Dara called out, “Jason, it’s me and some guests,” and a man with an apron ran out to give her a Shabbat Shalom hug and a peck on the cheek. “Good Shabbes, welcome. Can’t shake hands since mine are a bit of a mess,” he said, looking at the tomato seeds on his own hands.
“Thanks for having us,” said Orly.
Jason added, “Make yourself at home. Dara, can you help me finish the salad?”
Orly asked, “Do you need any help?”
“If there was room for more than a person and a half in our miniscule kitchen,” he laughed. “Go, mingle while we wait for the everyone.”
Dara followed Jason into the cubicle-sized kitchen while Wendy and Orly continued down the narrow hallway of the apartment.
The hallway ended in a dining room. The entire space was anchored by a table with a white cotton tablecloth and surrounded by metal folding chairs. There was no standing room, as there was barely room between the chairs and the wall. The table had piles of paper plates, cups, napkins, and plastic ware on top but hadn’t been set. In the center, a large bulge was covered by a tie-dyed cloth. Wendy and Orly heard people talking but couldn’t see them until they carefully stepped into the room and saw an open doorframe leading into a sitting room. There were two chairs and a couch big enough for two small-boned individuals. Conveniently, all three people in the room were standing anyway. Wendy didn’t know them, but as she walked in, one of the two men said heartily, “Shabbat Shalom.”
“Hi.” Wendy gave a generalized wave to the three. “I’m Wendy and this is Orly. I went to college with Dara. How did you get here?”
The woman, with masses of curly red hair swept off her face with a headband but tendrils still clinging to her face, laughed. “It’s complicated.” The two men with her laughed as well. “Do you want to know?”

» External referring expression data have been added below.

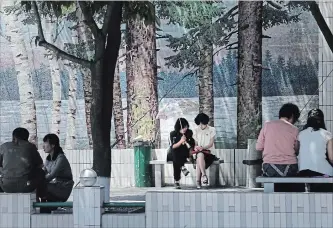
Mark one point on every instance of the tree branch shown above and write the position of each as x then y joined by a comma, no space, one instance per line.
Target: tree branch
40,39
325,30
88,19
107,18
275,5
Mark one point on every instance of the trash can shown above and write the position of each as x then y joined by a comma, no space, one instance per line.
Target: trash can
142,169
254,163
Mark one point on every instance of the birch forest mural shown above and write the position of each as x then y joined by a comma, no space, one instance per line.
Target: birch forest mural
60,72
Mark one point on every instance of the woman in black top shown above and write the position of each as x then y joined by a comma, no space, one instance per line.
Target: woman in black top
181,143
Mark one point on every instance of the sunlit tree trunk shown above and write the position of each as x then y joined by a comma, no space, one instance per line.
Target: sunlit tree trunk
14,29
56,82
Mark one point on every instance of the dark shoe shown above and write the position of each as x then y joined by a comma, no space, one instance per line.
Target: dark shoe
198,184
177,185
45,210
185,171
205,180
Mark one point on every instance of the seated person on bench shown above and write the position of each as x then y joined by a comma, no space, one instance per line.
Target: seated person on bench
277,140
182,142
59,178
316,151
21,165
204,139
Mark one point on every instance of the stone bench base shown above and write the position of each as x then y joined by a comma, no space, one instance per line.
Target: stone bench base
270,181
158,167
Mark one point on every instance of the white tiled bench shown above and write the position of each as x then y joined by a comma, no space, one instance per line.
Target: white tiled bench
270,181
158,167
16,209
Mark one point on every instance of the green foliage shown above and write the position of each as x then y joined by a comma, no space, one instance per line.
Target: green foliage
210,23
274,17
207,24
140,9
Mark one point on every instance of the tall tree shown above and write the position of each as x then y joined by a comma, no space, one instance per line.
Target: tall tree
314,8
102,67
196,47
17,44
118,116
249,109
141,72
56,82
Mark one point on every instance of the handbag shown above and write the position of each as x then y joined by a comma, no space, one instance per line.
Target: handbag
169,154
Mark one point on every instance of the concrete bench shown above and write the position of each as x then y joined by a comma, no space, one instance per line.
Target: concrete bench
158,167
270,181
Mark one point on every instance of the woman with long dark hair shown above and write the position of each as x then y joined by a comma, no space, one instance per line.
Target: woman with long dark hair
58,171
181,143
316,150
204,136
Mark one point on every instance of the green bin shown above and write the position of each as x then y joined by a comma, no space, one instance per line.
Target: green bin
142,169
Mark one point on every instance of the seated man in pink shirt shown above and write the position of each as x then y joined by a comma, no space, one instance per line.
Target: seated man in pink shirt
278,141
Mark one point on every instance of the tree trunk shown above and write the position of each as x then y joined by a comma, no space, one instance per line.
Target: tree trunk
86,37
73,70
107,43
142,89
22,67
118,116
129,82
56,84
249,109
206,93
325,30
102,89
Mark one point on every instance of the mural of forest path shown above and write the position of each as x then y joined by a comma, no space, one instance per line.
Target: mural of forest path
170,109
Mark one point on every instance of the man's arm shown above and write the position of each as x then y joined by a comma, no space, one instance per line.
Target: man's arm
261,139
1,156
37,159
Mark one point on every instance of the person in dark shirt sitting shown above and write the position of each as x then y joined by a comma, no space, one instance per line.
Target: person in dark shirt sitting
21,165
181,143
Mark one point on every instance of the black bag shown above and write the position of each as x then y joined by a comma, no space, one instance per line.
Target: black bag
169,154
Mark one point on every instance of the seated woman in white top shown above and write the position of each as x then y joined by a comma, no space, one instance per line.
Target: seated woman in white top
204,140
316,150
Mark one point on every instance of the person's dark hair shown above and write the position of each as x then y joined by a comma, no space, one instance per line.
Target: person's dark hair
181,123
315,120
201,118
21,133
289,110
53,139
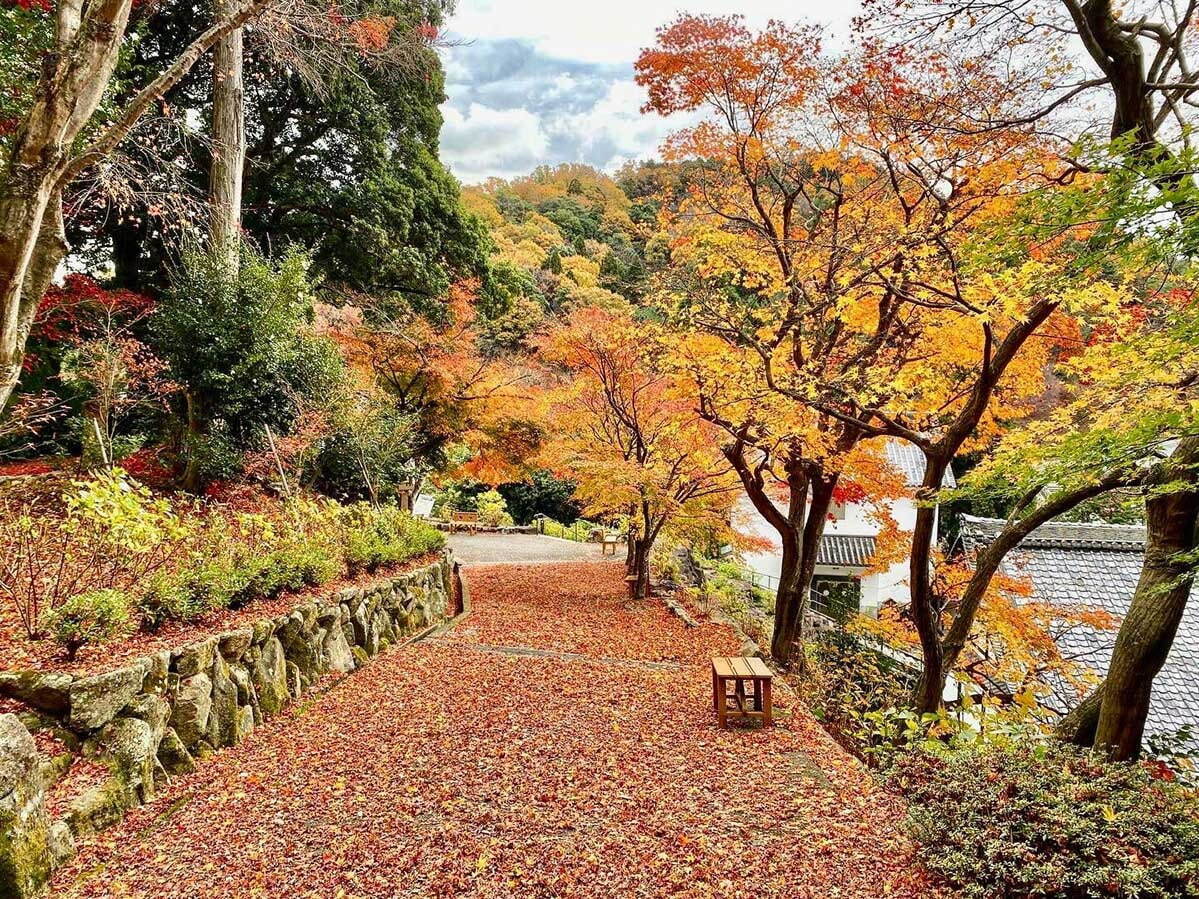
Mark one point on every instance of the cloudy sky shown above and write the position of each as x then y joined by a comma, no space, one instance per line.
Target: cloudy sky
552,80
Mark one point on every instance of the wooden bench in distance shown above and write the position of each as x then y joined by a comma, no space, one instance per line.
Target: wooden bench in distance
751,680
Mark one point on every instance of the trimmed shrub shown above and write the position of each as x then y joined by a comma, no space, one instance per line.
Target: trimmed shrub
90,617
384,536
1028,819
493,511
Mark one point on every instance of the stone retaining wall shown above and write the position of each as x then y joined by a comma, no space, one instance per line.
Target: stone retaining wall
162,713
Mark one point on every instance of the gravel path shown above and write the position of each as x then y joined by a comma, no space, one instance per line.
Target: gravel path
446,768
522,548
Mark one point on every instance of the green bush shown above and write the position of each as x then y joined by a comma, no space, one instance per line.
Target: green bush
377,537
1030,819
167,598
90,617
855,693
493,511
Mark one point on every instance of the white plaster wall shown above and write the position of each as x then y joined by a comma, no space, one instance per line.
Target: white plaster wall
877,589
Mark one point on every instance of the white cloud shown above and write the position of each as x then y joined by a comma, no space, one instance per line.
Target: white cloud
546,82
616,30
482,142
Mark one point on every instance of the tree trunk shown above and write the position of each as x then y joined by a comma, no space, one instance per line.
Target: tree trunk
193,477
638,568
78,71
989,559
1152,621
48,252
926,613
228,139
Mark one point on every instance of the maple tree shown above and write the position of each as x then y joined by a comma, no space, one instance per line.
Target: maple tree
1137,59
42,157
621,427
433,372
818,252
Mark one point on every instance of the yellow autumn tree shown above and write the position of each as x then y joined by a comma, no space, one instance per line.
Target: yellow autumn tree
620,426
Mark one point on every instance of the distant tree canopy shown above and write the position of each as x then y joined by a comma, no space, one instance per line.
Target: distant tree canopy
348,170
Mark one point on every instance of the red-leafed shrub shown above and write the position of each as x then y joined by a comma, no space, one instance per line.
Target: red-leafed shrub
1031,819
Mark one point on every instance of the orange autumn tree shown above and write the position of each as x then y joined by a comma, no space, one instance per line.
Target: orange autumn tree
1008,295
621,427
1014,649
434,373
805,254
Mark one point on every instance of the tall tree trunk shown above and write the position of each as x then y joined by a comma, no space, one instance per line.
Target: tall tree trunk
48,252
228,139
800,531
990,557
926,611
801,547
197,429
1078,726
74,78
1149,628
638,568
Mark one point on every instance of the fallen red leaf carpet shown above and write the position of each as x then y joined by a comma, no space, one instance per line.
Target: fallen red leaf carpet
559,742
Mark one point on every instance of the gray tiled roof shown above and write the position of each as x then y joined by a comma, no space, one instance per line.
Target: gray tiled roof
845,550
1097,566
909,460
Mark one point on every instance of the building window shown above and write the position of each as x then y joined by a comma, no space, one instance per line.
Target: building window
836,597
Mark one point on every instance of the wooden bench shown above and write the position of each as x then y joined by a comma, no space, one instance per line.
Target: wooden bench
751,680
463,520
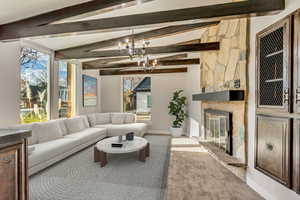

Wendy was used to hearing Americans in Jerusalem talk about odd meanderings having brought them to a particular spot, usually by the hand of God. Would this story be of that ilk or would it have a diff
erent nuance, coming from someone in a more liberal community? Were the stories the same, just the places people chose to end up different? She wished she had some paper with her to jot that down. Must remember, Narrative arc—how does it vary? Do they all reframe things so their lives fit a particular narrative pattern?
“Sure.”
The redhead began, “Short version. I was living in Australia. My father died in the States. I was in my thirties and single. Both my parents were dead. When I was little, I used to ask my mother to give me something to dream about as I went to sleep every night. I decided I wanted a baby in my life, to create someone new, to give someone else dreams. As I was pregnant, I needed others to nourish me and began to get really involved in the Jewish community. Then, I decided to go to rabbinical school and learn how to lead a community like the one I found. I came here in August, four weeks after I gave birth.”
“Where is the baby?” Orly asked.
“Right there.” The woman pointed at a baby carrier with a handle that was sitting in the corner enveloping a sleeping infant. The baby’s hair was a blonde fuzz, and the lashes of her closed eyes were dark against her porcelain skin, each feature etched carefully.
“She’s beautiful. What’s her name?” Orly asked.
“Eliana. It means ‘God has answered me.’”
Wendy wanted to ask the woman about mechanics. Who was the father? Did it happen the natural way or with a turkey baster? How did she manage to be in school, study, and write papers with a baby?
One of the other men began an introduction, “Hey, I’m James, this is Rich. How about you? How did you get here?”
“I’m here to write my dissertation,” said Wendy.
“I’m a journalist, working on a book about immigration and my family,” Orly added.
“Family. I wish mine would visit. I wanted to show them Israel. They won’t come; we’re meeting in Europe in February. It’s just another way they are putting down my career choice. All they say is, ‘Why can’t you just go to law school and then be synagogue president? You won’t have to worry about how to pay the rent.’” James sighed.